If it had a lot of teeth around the wheel it could be used as a combination wood lathe and circular saw leonardo probably thought of that to but decided not to include it after he lost a couple of fingers.:D:D:;

That makes sense. So using lead weights around a bike wheel could be worked to give the same momentum as the larger wooden wheel.That looks like a pretty big, and quite heavy wheel compared to a bike wheel. But the further out that you put your mass, the more economical it becomes in terms of mass used, so having the mass concentrated around the edge of a pushbike wheel would be better than a solid wheel of the same mass, unless it had a larger diameter.
The better balanced it is, the less frictional loss you'd get as well. Two opposing arms with lead weights on the ends would do the same job. The longer the arms, the more power, so you'd just have to drill an axle hole in the middle of a decent sized 6x2, and throw a lot of weight on the ends. (Of course, you'd better put a decent guard on it as well :oo:)
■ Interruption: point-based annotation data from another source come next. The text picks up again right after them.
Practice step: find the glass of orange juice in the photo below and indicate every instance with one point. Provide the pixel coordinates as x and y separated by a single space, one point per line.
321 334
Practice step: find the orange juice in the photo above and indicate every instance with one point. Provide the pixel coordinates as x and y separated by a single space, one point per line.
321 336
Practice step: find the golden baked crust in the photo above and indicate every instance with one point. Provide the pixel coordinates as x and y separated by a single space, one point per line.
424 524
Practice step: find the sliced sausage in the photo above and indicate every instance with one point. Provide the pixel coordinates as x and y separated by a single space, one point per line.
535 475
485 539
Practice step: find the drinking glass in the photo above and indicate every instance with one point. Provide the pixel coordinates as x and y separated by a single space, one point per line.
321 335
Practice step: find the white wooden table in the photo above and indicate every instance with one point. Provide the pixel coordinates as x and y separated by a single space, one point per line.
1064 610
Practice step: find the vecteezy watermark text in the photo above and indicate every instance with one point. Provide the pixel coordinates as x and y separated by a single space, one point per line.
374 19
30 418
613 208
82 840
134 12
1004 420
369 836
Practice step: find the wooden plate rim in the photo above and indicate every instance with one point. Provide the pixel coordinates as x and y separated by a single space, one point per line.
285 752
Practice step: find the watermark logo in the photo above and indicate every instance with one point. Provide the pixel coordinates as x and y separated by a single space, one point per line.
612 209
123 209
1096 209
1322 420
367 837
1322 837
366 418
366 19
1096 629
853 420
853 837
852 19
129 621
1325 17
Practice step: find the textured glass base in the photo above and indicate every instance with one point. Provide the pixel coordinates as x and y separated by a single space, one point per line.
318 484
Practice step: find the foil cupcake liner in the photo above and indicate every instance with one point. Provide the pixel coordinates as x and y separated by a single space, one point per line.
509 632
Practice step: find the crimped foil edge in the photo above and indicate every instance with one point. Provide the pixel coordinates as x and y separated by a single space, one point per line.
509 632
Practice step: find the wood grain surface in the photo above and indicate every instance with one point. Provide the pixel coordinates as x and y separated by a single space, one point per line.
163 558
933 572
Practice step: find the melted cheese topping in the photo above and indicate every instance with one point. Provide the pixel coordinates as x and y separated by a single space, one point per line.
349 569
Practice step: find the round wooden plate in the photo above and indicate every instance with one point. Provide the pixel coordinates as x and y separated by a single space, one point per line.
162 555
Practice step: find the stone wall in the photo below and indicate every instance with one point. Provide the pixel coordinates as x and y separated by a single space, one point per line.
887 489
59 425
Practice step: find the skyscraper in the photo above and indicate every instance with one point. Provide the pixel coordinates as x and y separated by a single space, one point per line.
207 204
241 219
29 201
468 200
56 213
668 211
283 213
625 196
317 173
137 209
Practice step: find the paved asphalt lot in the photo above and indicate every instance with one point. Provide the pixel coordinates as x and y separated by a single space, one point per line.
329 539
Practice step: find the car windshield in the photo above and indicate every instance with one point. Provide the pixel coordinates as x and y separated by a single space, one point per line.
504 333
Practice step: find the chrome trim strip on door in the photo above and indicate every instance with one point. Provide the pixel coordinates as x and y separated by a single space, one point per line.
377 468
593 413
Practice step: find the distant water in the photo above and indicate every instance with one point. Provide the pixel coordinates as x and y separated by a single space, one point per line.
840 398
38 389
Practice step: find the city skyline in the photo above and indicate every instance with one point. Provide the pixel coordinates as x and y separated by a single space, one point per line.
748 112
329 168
To make it really compact, just mount a tiny black hole on an axle. :cool:

Oddly enough, doubling the mass of the wheel doesn't seem to make it twice as hard to spin up, but it does seem to deliver more than double the power to the headstock.It's just a pity that we can't unlock the secret (http://www.besslerwheel.com/) eh? :wink:

Maybe he found a black hole lying around.

I was thinking a bike wheel would be good from a friction point of view.

That looks like a pretty big, and quite heavy wheel compared to a bike wheel. But the further out that you put your mass, the more economical it becomes in terms of mass used, so having the mass concentrated around the edge of a pushbike wheel would be better than a solid wheel of the same mass, unless it had a larger diameter.

I was trying to work out whether I've got enough lead fishing weights to make it work, or maybe lead pipe. But the point about it coming off is a worry. A couple ofhundred lead weights flying around the workshop:o

And then I started to get creative, and I was trying to work out how much weight you'd get if you filled a bike tyre with water. Not much I think is the answer.